Forough, A. A spoonful of sugar helps the medicine go down? A review of strategies for making pills easier to swallow. Patient Preference and Adherence. 2018:12: 1337-1346.
Making modification to medication such as crushing or splitting for ease of swallowing difficulties have been associated with increased risk of medication misadventures, adverse drug reactions, and in some cases have fatal consequences.  Foods or drinks such as yogurt, jam, juices, and milk are used as an aid in which the whole pills can be hidden, or crushed tablets or capsules contents are mixed to facilitate swallowing and improve palatability of the medication particles. Mixing medicines with food or drinks increases the possibility of food-drug interactions and can potential result in increased or decreased therapeutic effect by altering the bioavailability of the drug. While understanding and resolving the underlying cause of medication swallowing problems is generally the preferred approach, sometimes this may not be possible.

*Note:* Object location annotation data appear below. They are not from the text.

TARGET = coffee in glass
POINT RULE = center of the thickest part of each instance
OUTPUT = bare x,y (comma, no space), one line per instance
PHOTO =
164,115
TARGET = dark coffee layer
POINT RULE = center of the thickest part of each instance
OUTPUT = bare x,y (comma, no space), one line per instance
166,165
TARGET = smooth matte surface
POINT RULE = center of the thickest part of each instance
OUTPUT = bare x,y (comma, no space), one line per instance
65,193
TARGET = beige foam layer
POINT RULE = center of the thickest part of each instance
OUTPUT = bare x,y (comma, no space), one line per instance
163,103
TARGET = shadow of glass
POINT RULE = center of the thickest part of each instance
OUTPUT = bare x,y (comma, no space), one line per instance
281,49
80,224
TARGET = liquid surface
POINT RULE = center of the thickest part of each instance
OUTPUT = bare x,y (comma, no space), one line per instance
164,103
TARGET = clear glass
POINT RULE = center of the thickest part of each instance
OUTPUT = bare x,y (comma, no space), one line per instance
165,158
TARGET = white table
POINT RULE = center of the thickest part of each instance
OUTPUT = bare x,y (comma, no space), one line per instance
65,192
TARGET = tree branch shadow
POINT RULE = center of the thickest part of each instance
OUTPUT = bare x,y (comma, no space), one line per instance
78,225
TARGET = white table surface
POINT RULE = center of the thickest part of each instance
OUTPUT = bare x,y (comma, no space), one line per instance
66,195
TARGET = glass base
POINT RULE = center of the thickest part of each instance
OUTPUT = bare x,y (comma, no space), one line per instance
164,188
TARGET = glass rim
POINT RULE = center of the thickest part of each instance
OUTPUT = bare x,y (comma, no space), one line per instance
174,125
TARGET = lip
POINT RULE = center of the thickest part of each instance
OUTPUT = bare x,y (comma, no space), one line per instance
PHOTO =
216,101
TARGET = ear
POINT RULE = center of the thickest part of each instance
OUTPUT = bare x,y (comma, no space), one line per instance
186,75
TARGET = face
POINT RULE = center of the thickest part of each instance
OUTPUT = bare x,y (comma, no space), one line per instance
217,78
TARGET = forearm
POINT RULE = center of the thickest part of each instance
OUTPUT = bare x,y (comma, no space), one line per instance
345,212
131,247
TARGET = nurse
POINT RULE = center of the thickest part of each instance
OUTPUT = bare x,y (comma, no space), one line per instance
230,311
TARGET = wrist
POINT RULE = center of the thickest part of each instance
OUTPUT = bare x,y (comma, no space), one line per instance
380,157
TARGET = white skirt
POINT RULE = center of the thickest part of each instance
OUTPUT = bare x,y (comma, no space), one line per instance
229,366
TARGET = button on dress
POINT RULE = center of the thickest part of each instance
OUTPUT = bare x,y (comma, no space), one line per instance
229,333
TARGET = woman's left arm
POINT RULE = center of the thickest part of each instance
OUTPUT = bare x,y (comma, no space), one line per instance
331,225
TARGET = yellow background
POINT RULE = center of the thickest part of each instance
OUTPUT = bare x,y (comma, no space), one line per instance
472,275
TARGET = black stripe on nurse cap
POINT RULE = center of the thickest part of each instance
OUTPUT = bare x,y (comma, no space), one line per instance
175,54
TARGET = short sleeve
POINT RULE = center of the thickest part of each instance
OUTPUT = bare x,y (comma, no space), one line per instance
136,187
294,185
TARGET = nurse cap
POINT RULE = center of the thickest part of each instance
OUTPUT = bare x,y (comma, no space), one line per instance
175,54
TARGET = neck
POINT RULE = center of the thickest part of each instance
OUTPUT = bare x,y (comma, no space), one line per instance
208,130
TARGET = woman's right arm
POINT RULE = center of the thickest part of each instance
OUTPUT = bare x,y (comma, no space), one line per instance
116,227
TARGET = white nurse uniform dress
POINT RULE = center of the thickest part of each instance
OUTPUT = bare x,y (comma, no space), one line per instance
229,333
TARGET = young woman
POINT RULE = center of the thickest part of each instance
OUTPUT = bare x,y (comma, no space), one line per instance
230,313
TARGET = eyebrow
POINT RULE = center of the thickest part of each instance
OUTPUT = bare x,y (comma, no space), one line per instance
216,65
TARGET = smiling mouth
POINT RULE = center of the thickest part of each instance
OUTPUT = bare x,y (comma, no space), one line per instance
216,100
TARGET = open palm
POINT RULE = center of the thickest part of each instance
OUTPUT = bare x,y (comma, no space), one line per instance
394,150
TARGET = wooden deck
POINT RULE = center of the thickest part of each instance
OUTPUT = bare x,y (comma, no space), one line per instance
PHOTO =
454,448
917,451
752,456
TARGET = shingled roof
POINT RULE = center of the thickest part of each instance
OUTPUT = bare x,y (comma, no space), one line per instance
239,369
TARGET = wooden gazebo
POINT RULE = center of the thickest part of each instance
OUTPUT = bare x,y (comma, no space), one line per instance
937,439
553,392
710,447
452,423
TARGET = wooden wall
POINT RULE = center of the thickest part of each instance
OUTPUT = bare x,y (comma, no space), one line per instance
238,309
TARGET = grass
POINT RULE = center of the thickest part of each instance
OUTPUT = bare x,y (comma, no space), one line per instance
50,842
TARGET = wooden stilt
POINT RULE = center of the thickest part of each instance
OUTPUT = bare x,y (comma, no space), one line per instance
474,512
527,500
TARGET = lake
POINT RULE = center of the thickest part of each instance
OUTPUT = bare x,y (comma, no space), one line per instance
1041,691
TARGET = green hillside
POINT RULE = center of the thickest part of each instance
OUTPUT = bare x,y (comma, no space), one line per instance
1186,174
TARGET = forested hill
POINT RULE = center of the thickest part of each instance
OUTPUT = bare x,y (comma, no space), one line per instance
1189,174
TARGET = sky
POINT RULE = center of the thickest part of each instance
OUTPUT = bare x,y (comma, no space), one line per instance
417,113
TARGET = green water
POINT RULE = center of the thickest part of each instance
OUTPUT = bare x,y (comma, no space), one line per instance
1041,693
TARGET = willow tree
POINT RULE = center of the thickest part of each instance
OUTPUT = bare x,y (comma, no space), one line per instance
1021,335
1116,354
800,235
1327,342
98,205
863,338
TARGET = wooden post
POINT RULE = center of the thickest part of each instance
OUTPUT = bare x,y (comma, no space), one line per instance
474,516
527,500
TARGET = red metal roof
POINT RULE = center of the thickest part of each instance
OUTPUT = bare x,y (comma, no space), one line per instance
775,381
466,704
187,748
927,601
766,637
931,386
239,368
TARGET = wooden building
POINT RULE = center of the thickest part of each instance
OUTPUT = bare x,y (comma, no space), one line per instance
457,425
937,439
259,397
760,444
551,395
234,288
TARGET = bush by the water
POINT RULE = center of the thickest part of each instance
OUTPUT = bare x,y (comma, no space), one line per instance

Jaspersen, D. “Drug-induced oesophageal disorders: pathogenesis, incidence, prevention and management.” Drug Saf. Mar 2000. PMID: 10738847
Drug-induced injury of the oesophagus is a common cause of oesophageal complaints. More than 70 drugs can cause esophageal disorders such as esophagitis, an inflammation of the lining of the esophagus. Capsule or tablets that are commonly delayed in their passage through the oesophagus can also lead to acute inflammation. Many physicians and patients are not aware of this problem.